Jugé aux assises de la Manche ce 8 décembre 2023, un homme a écopé de trois ans de prison ferme, reconnu coupable de violences et d’atteintes sexuelles, mais pas de viols.

Depuis six ans, et tout au long de son procès, l’ancien marin-pêcheur n’a cessé de dire :

« Je n’ai rien fait. »

Y compris sur les violences dont s’est plainte son ex-épouse, étranglée, plaquée au sol, insultée, humiliée, devant les enfants, des violences qui ont poussé sa belle-fille, adolescente, à s’interposer, à défendre sa mère.

Ces violences, il a fini par les reconnaître le dernier jour du procès, c’est-à-dire ce vendredi 8 décembre 2023, alors qu’il les nie depuis le 1er janvier 2017.

Il n’a donc pas « rien fait ».

La difficulté de la preuve dans les affaires de viol

Mais pour les actes sexuels dont sa belle-fille s’est plainte, il est resté sur la même formule : « Je n’ai rien fait »

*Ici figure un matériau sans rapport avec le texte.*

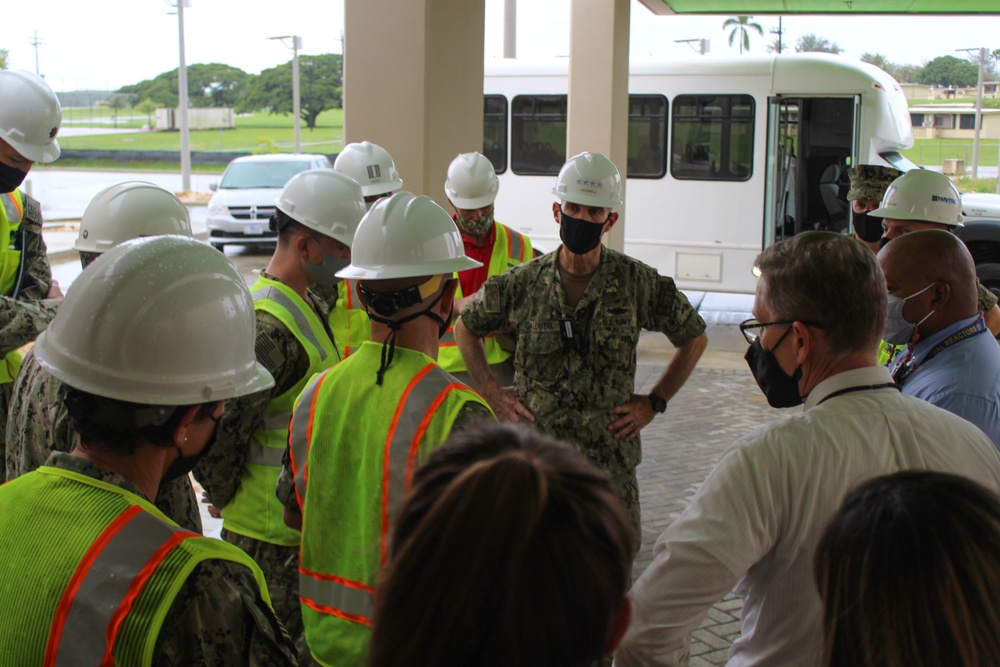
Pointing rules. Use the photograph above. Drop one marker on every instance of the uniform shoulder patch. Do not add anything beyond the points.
(32, 210)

« Peur de la prison ? », lui a-t-on demandé

« Ah non », a-t-il répliqué avec assurance.

« Peur d’avoir dans le milieu de pêcheurs la réputation de pédophile, de beau-père incestueux ? »

« Je ne vais pas reconnaître ce que je n’ai pas fait. »

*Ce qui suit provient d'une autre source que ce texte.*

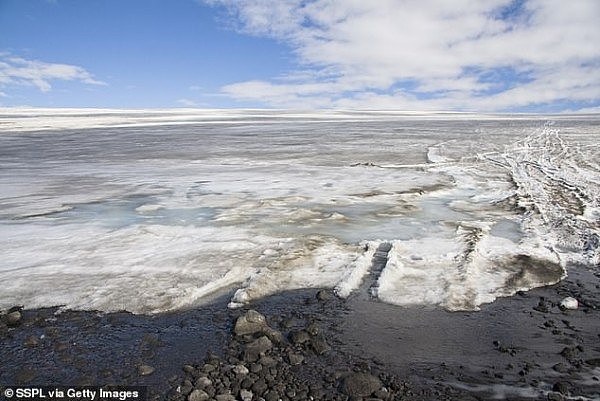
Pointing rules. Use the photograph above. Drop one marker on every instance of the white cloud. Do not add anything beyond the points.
(19, 71)
(461, 54)
(187, 102)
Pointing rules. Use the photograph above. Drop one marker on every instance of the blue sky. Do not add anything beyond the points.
(469, 55)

« Les cas de viols et d’attouchements sexuels sont les plus difficiles à constituer, a averti l’avocate générale dans son réquisitoire. Ce qui les caractérise, c’est l’absence de témoins, et l’absence de traces lorsqu’ils sont dénoncés des années après. »

Conséquence : s’il n’y a pas de preuves, si la dénonciation ne suffit pas pour établir la matérialité du crime, alors que l’accusé ne cesse de nier, on va vers un acquittement, le doute devant profiter à ce dernier.

Reste que dans ses réquisitions, l’avocate générale a évité de citer les conclusions des psychologues qui ont reçu les confidences de la jeune fille : une mineure bouleversée, aux prises à un sentiment de culpabilité très violent, un récit cohérent, « conforme à une situation d’abus sexuel, voire de viol », étayé par de nombreux éléments : sa difficulté à raconter les faits, « son sentiment de honte et la dégradation de son image de soi, ses difficultés de comportement alimentaire, son envie de vomir par crainte de se retrouver face à son agresseur », une apparition de boutons comme réaction physique, des cauchemars…

L’expert préconisait que la jeune fille soit accompagnée par une association spécialisée dans l’accueil de femmes victimes de violences sexuelles, parce qu’un véritable travail thérapeutique était nécessaire pour qu’elle se reconstruise.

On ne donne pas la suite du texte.